At Damjanich utca 32 in Budapest, the Műhely (Workshop) began its existence in 1928. 

Sándor Bortnyik founded this private art school together with Farkas Molnár, an architect, Pál Forgó, an architecture critic and Árpád Szélpál, a poet. In addition to architecture (theory), product and graphic design, art history and theater as well as ceramicswere to be taught. This ambitious plan of a modern art school, which was linked to new ways of seeing and perceiving, reached far beyond the existing teaching program at the state art colleges and also the economic development in Hungary. The central figure here is Sándor Bortnyik, who had lived in Weimar from 1922-24 and was able to connect with the Bauhaus. Back in Hungary, Bortnyik initially set up the newly founded school in his own apartment at Damjanich utca 32 in Pest. 

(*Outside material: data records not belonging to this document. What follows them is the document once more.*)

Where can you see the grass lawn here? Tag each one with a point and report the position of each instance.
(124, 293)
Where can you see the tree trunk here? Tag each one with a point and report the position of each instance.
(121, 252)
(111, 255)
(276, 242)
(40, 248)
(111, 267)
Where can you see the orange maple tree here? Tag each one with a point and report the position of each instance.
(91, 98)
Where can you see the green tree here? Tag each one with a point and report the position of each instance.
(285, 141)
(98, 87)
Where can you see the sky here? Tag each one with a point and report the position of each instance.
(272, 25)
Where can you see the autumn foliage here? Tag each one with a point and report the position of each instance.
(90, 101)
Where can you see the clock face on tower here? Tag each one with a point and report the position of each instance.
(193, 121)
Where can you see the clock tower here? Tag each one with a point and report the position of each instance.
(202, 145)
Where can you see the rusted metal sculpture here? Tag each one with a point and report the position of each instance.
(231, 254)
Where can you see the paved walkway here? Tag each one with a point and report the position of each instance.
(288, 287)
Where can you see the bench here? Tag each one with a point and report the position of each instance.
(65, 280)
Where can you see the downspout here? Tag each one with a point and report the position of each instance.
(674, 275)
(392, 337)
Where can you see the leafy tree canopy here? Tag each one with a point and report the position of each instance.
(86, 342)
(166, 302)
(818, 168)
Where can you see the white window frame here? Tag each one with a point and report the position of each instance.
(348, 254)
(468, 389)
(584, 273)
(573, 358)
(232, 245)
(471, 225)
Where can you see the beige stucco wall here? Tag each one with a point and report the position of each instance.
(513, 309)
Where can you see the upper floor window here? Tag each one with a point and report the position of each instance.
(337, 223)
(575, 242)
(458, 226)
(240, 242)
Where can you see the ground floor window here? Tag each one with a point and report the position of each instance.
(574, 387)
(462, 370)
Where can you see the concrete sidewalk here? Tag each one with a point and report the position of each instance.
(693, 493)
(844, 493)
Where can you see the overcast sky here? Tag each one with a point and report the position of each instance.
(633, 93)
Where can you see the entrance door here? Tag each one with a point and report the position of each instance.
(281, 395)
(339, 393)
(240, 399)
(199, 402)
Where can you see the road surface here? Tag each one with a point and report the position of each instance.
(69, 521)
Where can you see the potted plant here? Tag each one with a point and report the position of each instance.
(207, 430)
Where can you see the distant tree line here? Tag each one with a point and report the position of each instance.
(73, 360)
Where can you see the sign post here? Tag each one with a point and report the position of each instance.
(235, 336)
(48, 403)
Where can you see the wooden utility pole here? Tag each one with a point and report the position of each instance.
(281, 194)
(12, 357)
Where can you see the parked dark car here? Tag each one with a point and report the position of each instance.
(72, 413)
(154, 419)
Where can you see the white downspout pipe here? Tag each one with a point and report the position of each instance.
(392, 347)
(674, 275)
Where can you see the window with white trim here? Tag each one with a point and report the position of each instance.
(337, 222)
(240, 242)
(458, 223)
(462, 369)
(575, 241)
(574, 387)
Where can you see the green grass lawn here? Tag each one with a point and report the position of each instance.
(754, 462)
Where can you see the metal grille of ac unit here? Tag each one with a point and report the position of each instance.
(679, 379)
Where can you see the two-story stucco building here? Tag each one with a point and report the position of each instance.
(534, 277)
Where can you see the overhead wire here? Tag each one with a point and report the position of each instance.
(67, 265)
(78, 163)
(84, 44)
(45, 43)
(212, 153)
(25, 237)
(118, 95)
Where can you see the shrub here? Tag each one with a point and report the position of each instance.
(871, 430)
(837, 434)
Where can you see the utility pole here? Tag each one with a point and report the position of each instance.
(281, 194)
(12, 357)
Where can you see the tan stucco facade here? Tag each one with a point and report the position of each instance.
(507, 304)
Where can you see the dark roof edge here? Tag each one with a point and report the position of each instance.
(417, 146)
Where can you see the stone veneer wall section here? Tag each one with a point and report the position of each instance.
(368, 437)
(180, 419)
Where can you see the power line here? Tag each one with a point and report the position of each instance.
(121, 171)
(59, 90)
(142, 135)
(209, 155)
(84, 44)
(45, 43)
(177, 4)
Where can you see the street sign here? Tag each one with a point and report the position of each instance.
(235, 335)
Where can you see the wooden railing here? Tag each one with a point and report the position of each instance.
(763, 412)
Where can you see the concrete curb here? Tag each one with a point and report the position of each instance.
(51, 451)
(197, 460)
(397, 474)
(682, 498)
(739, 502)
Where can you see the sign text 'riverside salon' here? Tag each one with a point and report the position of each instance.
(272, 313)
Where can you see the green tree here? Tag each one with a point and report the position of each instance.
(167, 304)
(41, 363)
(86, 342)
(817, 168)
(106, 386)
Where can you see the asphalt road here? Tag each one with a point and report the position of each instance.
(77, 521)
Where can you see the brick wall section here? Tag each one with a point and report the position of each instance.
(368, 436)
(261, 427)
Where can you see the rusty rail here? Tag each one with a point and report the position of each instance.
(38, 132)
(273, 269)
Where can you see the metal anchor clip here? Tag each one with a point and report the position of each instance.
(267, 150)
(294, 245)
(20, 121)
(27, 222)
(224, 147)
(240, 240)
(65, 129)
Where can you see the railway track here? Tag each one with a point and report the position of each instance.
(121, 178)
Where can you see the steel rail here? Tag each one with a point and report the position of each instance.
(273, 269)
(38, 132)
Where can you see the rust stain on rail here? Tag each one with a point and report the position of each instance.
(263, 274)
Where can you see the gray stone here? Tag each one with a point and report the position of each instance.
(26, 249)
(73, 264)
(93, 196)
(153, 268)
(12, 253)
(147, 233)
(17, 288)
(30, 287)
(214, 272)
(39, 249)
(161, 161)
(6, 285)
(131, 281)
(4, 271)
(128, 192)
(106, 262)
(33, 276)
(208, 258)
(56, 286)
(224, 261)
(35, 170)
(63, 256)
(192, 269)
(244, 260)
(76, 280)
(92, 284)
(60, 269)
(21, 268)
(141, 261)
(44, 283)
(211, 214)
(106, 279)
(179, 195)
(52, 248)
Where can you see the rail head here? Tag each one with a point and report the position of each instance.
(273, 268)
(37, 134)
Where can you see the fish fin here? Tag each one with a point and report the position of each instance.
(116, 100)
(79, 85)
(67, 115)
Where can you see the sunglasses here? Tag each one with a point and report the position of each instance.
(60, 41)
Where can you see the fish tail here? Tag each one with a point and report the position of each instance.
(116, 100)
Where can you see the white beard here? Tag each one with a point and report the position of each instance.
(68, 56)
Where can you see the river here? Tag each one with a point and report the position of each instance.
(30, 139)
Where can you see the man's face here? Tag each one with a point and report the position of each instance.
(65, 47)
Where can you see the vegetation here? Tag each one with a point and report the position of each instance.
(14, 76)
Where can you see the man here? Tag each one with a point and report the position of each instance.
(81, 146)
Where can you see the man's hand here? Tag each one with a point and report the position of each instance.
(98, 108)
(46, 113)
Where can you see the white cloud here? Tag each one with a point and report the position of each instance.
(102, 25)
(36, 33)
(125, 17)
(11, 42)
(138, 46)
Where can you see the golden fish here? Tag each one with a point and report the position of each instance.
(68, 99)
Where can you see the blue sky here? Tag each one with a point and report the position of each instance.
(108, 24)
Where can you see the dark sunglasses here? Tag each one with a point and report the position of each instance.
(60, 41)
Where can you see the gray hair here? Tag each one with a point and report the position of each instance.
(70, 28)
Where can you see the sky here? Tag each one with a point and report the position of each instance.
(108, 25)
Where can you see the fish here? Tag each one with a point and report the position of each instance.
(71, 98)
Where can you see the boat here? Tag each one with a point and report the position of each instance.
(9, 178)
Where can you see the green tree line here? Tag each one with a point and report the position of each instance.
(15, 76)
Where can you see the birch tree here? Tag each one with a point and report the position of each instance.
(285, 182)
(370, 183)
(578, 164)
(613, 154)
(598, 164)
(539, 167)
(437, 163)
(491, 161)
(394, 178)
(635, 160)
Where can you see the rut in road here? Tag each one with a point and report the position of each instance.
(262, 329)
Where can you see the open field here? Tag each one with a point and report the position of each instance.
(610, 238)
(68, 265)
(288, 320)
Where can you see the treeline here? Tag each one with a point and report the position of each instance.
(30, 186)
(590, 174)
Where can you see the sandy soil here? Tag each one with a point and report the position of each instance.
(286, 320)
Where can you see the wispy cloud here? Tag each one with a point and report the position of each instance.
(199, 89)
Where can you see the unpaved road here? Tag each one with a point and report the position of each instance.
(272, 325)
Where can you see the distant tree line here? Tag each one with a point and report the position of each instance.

Also due to spatial and financial capacities, the many compartements of the Műhely could hardly be realized. Nevertheless, the school advanced to an elementary place of teaching in Hungary. In particular, modern commercial art has been developed as a synthesis of photography and typography. Many of the more than 100 students could only attend classes after their paid work during the evening classes. The large number of later successful artists trained at the Műhely shows the new but pioneering orientation of the school. Perhaps the power of this education lay not only in its focus on modern perception and design, but also in the more private educational setting as a small community. Far from institutional constraints, the education seems to have been more immediate, non-hierarchical, and oriented toward learning together, strongly supported by Bortnyik and his commitment. From 1929 until its end in 1938, the Műhely was based in Bortnyik’s studio at Nagymező utca 3, not far from its place of origin.